The SNM groups innovated and differentiated themselves. The SNM group had the opportunity to see how the market was changed by pc companies. They also had the opportunity to see that customers actually cared about the quality of the products. The SNM companies realized that as long as pcs could provide a comparable gaming experience, they would dominate the market because their products were differentiated with computing capabilities – so SNM created solutions that could not be implemented with pcs of the day. The SNM group also saw that their products would need to be good to be sold. Their strategy was effective. The SNM companies disrupted things by showing up to a knife fight with guns.
Being a second mover didn’t provide an advantage, it provided an opportunity. ACI failed to capitalize on that opportunity, where SNM created an advantage from the opportunity they were presented.
How to act as a second mover

  1. Show up to the knife fight with a gun. Redefine the rules of the game. Look at the feature-lists of your competitors and guess at the underlying requirements. Find alternate problems to address, or address the same problems in innovative ways. Make those features irrelevant. When I use Gmail, I don’t care if I can copy all my emails from one folder to another – they don’t even have the concept of folders.
  2. Elicit the right requirements. See Top five requirements gathering tips for more.
  3. Ideate to determine which problems to address and which to make irrelevant. See From MRD to PRD […] for more.
  4. Prioritize requirements ruthlessly. See Prioritizing software requirements […] for more.
  5. Implement with high quality.
  • Scott Sehlhorst

    Scott Sehlhorst is a product management and strategy consultant with over 30 years of experience in engineering, software development, and business. Scott founded Tyner Blain in 2005 to focus on helping companies, teams, and product managers build better products. Follow him on LinkedIn, and connect to see how Scott can help your organization.

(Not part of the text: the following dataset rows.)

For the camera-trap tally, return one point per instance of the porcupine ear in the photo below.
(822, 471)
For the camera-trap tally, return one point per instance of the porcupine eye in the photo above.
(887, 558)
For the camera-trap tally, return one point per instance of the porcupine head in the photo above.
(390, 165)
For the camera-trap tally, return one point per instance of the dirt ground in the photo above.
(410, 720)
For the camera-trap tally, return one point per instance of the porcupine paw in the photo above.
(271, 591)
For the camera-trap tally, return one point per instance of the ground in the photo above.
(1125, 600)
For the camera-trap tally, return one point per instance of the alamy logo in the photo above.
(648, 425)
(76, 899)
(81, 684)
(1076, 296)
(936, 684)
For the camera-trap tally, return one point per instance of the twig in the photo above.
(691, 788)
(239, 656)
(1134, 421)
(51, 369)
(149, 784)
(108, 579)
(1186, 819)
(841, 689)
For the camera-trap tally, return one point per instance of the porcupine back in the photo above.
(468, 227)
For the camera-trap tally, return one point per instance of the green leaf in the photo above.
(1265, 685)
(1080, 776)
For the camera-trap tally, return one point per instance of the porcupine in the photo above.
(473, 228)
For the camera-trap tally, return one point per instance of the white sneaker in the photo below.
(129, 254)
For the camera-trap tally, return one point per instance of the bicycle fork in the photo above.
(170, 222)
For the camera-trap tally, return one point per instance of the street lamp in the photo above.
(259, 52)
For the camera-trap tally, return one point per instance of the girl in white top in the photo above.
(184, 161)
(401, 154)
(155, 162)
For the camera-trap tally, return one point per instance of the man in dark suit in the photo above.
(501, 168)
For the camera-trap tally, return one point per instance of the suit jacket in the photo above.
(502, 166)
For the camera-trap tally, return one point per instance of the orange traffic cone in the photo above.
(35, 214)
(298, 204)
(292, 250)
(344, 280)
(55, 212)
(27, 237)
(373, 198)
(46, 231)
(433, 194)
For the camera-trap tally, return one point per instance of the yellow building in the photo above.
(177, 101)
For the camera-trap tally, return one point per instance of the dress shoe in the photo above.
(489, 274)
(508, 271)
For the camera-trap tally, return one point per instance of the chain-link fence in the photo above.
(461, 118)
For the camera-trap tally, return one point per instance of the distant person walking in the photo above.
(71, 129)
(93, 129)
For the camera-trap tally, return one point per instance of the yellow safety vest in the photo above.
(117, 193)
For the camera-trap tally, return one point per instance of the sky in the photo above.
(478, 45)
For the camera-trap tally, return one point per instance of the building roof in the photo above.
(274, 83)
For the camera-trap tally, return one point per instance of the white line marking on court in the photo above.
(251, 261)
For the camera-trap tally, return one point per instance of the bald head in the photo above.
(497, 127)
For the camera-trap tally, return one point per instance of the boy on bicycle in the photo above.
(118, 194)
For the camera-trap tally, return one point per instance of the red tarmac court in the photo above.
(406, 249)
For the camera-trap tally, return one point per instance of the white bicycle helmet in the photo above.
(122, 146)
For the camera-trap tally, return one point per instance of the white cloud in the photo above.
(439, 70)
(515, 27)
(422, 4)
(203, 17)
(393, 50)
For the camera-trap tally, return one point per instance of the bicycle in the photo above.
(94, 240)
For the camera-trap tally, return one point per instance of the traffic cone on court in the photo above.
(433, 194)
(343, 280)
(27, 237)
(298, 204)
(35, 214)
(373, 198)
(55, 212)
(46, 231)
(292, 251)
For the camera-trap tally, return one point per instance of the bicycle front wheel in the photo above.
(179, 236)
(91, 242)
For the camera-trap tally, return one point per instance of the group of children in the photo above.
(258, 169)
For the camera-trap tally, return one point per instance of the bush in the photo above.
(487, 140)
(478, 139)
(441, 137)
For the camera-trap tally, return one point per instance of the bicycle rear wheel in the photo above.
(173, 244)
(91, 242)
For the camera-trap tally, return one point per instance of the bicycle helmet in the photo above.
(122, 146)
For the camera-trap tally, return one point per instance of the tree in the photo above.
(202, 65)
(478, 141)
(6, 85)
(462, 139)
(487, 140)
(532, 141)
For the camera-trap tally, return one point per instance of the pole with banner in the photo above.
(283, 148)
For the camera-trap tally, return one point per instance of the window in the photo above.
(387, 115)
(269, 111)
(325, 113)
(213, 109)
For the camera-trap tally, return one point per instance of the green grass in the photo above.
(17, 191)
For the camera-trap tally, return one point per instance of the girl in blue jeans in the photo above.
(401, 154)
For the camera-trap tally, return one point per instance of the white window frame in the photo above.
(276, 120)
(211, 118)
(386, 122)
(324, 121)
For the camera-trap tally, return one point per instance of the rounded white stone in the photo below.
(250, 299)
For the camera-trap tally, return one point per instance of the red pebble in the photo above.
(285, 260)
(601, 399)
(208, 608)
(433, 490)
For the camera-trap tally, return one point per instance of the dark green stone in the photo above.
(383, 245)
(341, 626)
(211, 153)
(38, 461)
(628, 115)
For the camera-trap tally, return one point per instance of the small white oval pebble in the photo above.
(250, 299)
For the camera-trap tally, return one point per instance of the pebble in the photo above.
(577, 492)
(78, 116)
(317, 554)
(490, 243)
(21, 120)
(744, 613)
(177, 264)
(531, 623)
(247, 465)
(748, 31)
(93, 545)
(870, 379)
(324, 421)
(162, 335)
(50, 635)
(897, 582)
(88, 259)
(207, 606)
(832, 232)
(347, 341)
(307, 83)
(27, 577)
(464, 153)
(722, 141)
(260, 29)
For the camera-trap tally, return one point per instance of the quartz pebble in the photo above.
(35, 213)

5 thoughts on “Second-Mover Opportunities: Bringing a Gun To a Knife Fight

  1. The first mover advantage is overstated. They may not create the category.

    It turns out that the market will select the best marketer over a technically superior product. If the product is not embodied in either marketing or technology excellence, it will fall to the third or lower position in the market.

    The best marketer creates the category regardless of the number of vendors in the pre-category market. The vendor that consumes the majority of the market the fastest wins.

    History shows up that a technology shows up and fails many times before finding a successful business embodiment.